Die Beutel selbst sind 1A, sie haben eine hohe Qualität, wir konnten sie mit unseren eigenen Prints veredeln und so die Geschichte erzählen. Schließlich sollen es ja so viele Leute wie möglich wissen, dass es das gibt. Vielleicht bestellt der Einkäufer eines Elektronikhandels oder Bratpfannen-Herstellers bei uns ein Laufshirt und denkt sich, „hey, solche Beutel wollen wir bei uns auch einsetzen“. Und zack, wurde wieder mehr Neuplastik durch wildes Plastik ersetzt.
Welche Rolle spielt eine transparente Lieferkette und die Rückverfolgung eurer Produkte für euch?
Bei unseren eigenen Produkten eine große Rolle, wir wollen und müssen ja wissen, was für Produkte wir fertigen und verkaufen. Demnach ist es uns natürlich auch wichtig zu verstehen, woher unsere Polybags kommen.
Für den Endkonsumentenmarkt halte ich die derzeitigen Transparenz-Debatten aber für völlig überzogen. Der bürokratische Aufwand für Unternehmen, die Informationen digital zur Verfügung zu stellen, sodass die Kundin versteht, welche Betriebe in welchem Land an etwas mitgearbeitet haben, ist immens. Und ich frage mich oft, was soll die Kundin denn jetzt mit dieser Info anfangen? Es hat keinerlei Nutzen oder Konsequenz in meinen Augen. Ein „Made in“ ist hier völlig ausreichend, um Kunden die Kaufentscheidung zu erleichtern. Solange die Firmen im Backend natürlich einen Überblick über ihre Supplier haben.
Was sind eure konkreten Next Steps bei runamics und wo wollt ihr in fünf Jahren stehen?
Neben einigen spannenden neuen Produkten müssen wir das machen, was auch andere kleine Firmen machen müssen: bekannter werden, profitable Marketing- und Absatzkanäle auf- und ausbauen. Hier sind wir primär im Online-Bereich aktiv.
Im Hinblick auf das Thema Impact und Nachhaltigkeit beschäftigt mich das Thema Emissionen derzeit sehr. Ich frage mich oft, ob wir eigentlich Teil der Lösung oder des Problems sind, denn jedes Produkt verursacht schädliche Treibhausgasemissionen. Ich möchte den Komplex Emissionen für unsere Firma und Produkte besser verstehen und herausfinden, wie wir ggf. neue Hebel finden, um auch in dem Bereich sinnvolle Lösungen zu installieren.

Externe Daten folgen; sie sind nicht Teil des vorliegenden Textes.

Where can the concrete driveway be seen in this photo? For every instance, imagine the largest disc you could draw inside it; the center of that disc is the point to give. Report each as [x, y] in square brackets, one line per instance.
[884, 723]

Wenn man sich intensiv mit den Themen der vermeintlichen Nachhaltigkeit beschäftigt, merkt man, dass jede Aktion mit positiver Absicht am Ende neue Probleme mit sich bringen kann. Recycling ist das beste Beispiel: egal über welches Materialrecycling wir sprechen, am Ende ist das Entstehen einer Recyclingindustrie für die Unternehmen der Freifahrtschein, um mit allen Materialien und Ressourcen weiterzumachen wie zuvor. Weil es ja recycelt werden kann. Komisch, dass in nahezu allen Industrien der globale Output wächst und nicht schrumpft: es wird jedes Jahr mehr Neuplastik produziert, mehr textile Fasern, mehr Metalle, usw.
Nach Meister Riese müsste doch eigentlich irgendwann in der Zukunft mal ein Kipppunkt kommen, an dem der Output neu produzierter Materialien sinkt. Hat das schon mal jemand in Eurer Branche z.B. für LDPE berechnet, wann dieser kommen soll? Im Textilsektor sind mir solche Zahlen auf jeden Fall nicht bekannt. Vielleicht könnte man mit Hilfe solcher Zahlen politischen und gesellschaftlichen Druck aufbauen.

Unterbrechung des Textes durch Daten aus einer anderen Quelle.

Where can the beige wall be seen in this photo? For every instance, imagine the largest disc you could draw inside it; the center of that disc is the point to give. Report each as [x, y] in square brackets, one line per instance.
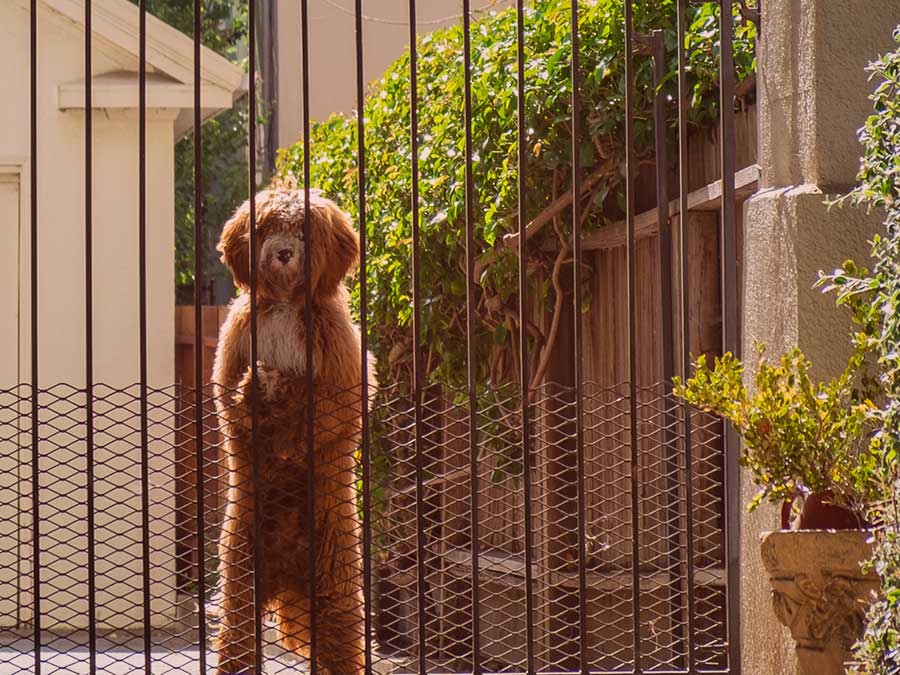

Abschließend haben wir noch eine etwas umfassendere Frage: Wo seht ihr die Fashion-Branche eurer Meinung nach in zehn Jahren, was die Nutzung von Plastik angeht und was braucht es dafür?

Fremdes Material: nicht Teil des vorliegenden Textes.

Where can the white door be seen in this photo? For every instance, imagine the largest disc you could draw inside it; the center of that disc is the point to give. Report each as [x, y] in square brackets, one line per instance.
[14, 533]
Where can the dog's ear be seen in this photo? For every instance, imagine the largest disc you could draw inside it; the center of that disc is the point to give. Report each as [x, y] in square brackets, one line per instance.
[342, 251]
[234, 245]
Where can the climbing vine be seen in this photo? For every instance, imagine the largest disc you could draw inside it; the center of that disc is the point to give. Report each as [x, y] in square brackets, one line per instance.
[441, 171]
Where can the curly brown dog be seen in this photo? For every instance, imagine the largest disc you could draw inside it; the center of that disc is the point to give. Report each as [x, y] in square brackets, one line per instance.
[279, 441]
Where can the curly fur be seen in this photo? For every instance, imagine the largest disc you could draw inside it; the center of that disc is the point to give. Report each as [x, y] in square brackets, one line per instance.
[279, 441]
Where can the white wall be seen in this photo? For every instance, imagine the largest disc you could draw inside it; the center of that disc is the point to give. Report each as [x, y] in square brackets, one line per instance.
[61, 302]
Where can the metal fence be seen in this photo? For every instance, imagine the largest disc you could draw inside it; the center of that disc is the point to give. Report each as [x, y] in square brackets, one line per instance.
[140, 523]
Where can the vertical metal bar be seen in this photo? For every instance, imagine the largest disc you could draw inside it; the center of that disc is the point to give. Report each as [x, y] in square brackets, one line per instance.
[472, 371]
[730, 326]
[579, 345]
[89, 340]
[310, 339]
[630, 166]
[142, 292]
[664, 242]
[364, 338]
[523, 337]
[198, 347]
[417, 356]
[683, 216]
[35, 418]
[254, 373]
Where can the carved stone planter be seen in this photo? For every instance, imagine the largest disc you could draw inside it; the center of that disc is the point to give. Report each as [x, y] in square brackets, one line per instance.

Ca. 70% aller weltweit jährlich produzierten Textilien sind aus Plastik, vornehmlich Polyester. Das wird sich denke ich auch nicht ändern und manchmal glaube ich, dass es vielleicht auch gar nicht sinnvoll wäre. Ein Polymer zu produzieren ist per se ein gut kontrollierbarer Prozess, anders als bei Naturfasern, wo Land, Tier und Wasser gebraucht werden. Man stelle sich vor, alle Kleidung müsste aus Naturfasern produziert werden. Wir würden unseren Planeten dadurch sicher nur noch schneller beerdigen. Der Anbau konventioneller Baumwolle ist alles andere als sinnvoll (Pestizide, Land, Wasser). Anders als beim Verbrennen fossiler Ressourcen in Maschinen, Gebäuden und Fahrzeugen entsteht ja eigentlich ein Produkt mit längerfristigem Nutzen. Das gepaart mit einer laufenden Circular Economy könnte gut sein. Polyester lässt sich nämlich gut wiederverwerten, immer wieder.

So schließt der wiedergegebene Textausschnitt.